In summary, corona was successfully used for poling gravure-printed PVDF-TrFE films, dramatically improving their electroactive properties; this is considered to be a particularly suited poling method for coupling with printing. In fact, many advantages are offered by corona over other poling techniques, such as the suitability for thin or low-density films, the short duration, the use of room temperature, the scalability, the absence of contact and metal electrodes and the lack of need for a controlled environment. Such conditions are very attractive for the industry, especially for printing. Therefore, our results can enable the mass production of electroactive flexible PVDF-based devices through simple, low-cost and high-throughput methods, such as printing and corona, promoting sustainable manufacturing practices. Nevertheless, a preliminary study on a suitable voltage avoiding film damage has to be carried out, and the effectiveness of the substrate grounding over a large area in continuous industrial processes has to be considered.
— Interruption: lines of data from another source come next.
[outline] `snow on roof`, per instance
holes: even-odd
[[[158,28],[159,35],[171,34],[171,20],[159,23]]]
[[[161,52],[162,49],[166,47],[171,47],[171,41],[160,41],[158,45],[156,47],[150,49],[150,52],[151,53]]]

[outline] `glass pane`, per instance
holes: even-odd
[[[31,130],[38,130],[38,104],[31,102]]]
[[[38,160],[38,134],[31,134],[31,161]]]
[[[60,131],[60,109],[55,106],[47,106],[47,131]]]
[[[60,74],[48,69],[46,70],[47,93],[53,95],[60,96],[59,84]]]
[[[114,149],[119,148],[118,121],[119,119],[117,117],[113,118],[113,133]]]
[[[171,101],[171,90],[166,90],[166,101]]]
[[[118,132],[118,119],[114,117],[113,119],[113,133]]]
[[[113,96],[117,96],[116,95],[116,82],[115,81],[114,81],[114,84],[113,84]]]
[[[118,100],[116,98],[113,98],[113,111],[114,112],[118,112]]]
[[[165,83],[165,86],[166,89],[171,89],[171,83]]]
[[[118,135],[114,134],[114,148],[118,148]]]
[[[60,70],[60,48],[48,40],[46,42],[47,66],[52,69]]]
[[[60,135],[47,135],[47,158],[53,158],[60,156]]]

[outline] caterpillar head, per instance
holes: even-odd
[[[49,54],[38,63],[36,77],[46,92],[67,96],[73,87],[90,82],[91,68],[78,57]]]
In perspective, the opportunity to manufacture low-cost generators through printing processes having high device customizability, high reproducibility and uniformity, also over a large area, can promote wide use of such devices for energy harvesting in several fields, opening new product opportunities. Among these, medical applications [61] and powering small IoT nodes [12] and wearable and portable devices [1,45] appear to be the closest applications. Moreover, in-line integration of printed generators with emerging printed electronics or with other types of energy generators can be considered as further improvements [3,45].

4. Conclusions

In this work, corona was used for successfully poling gravure-printed PVDF-TrFE films. Ferroelectric, piezoelectric and pyroelectric properties of the treated samples improved as increasing the poling voltage in a very short time (30 s) and at near room temperature (30 °C). In particular, at 9 kV, piezoelectric and pyroelectric coefficients improved tenfold and by two orders of magnitude, respectively, reaching literature values obtained using more demanding conditionings and production techniques other than corona and gravure printing. In fact, such a combination offers many advantages: corona poling is a fast, contactless, scalable and room-temperature in-air process, not requiring metal electrodes, while gravure printing is the fastest and highest quality large-area in-air industrial film deposition technique. As a result, corona was demonstrated to be a very efficient method for poling printed PVDF films, enabling a printing-corona combination for future mass production of electroactive flexible devices. Considering the high sustainability and upscale potential of the investigated production processes, the obtained results appear to be very meaningful from a technological point of view. To date, since no examples of gravure-printed PVDF-based devices have been reported, there is an opportunity for additional process and performance optimization, for example, investigating in depth the wet procedure, the effects on temperature change of light-induced phenomena, the introduction of active fillers and how to further decrease the process times and increase the film thickness.